Because of the cool toys, of course. But for me, there's also something else: Making a difference in peoples' lives.
I'm sure that sounds corny, and not everyone feels the way I do, but for me there's something very compelling about the ability of technology done right to improve the lives of lots of people, in ways you don't expect and can't plan for. I got my first taste of that years ago, when I was a Mac software developer in the early days of desktop publishing. I was mostly creating PostScript fonts, which is a thoroughly commoditized process today but was difficult back then, before third party font-creation products were available.
There was a lot of demand for fonts, so I would go to Mac trade shows and sell the fonts from a booth, $30 or so a pop. I didn't get rich, but it was fun and I learned a lot. One of the things I learned was that you have to take the work really seriously, even on something as trivial as fonts. A man walked up to me at one of the shows. He didn't look like one of the technophiles there, just a normal guy in his 30s, someone you might run into at the gas station. He spoke with a slight southern accent.
"I like your fonts," he said, and smiled.
"Thanks!" I said. One of the coolest things about those shows was that you got to talk to customers.
"Especially that one." He pointed to a font that imitated calligraphy, lots of curves and soft angles. "When my niece died, we used it to make the engraving for the tombstone."
I thanked him and expressed my condolences, as politely and gently as I could. But I was in shock the whole time. I thought my fonts were for throwaways, things like flyers or newsletters that people glanced at and then tossed. It was fun to make them, and a good learning experience, but I wasn't expecting anyone to use them for anything serious. Certainly not as serious as saying goodbye to a loved one who died young.
What it taught me was that making a new enabling technology is a trust. You don't know what people might do with it in their lives, and so you should always take it very seriously and make sure it really works the way you promise it will. Because chances are, in a world this big, someone will depend on it an awful lot.
That lesson came back to me a few weeks ago, when I saw a photo essay in the New York Times showing real-life people with the avatars they use to represent themselves in computer games (link; you can read about the underlying book and exhibition here). There were the examples I expected -- the chunky geek guy who shows himself as a red-haired ninja girl, etc. But most of the avatars looked a lot like the people who made them -- thinner maybe, or with better hair or bigger, uh, appendages. But quite recognizable.
And then there was the photo of Jason Rowe, a young man in his 30s who has muscular dystrophy (link). He's in a wheelchair, with a breathing mask on, and a report by NPR said he can move his hands just enough to control a character in Star Wars Galaxies, which he plays about 80 hours a week (link).

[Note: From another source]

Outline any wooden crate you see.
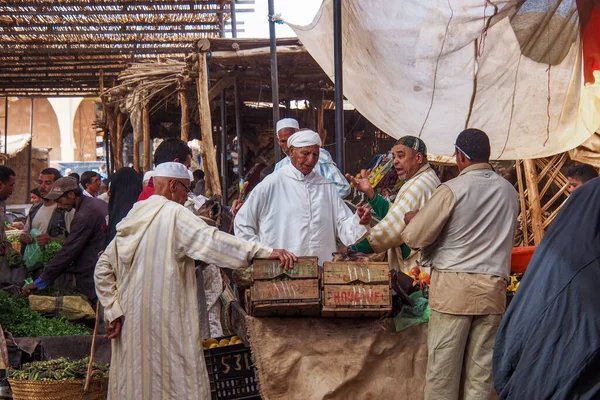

His avatar is a huge husky guy in armor, waving politely at the viewer -- something that you imagine might be difficult for the real-life Mr. Rowe. In all of the other pictures, you get the impression that the real person is saying to you, "here I am in real life, the avatar is my mask." But Rowe's avatar seems to say, "this is the real me over here where I can move around, don't judge me by my physical shell."
I've never met Jason, and I may be reading way too much into his picture. But if he's not thinking that, I know there are a lot of other people on the Internet who are. I doubt the folks who wrote Galaxies or Warcraft or Second Life were expecting to have this sort of impact on peoples' lives, but that's what happens when you work in tech.
And Jason, thanks for posing for that picture. You reminded me what this industry is really about.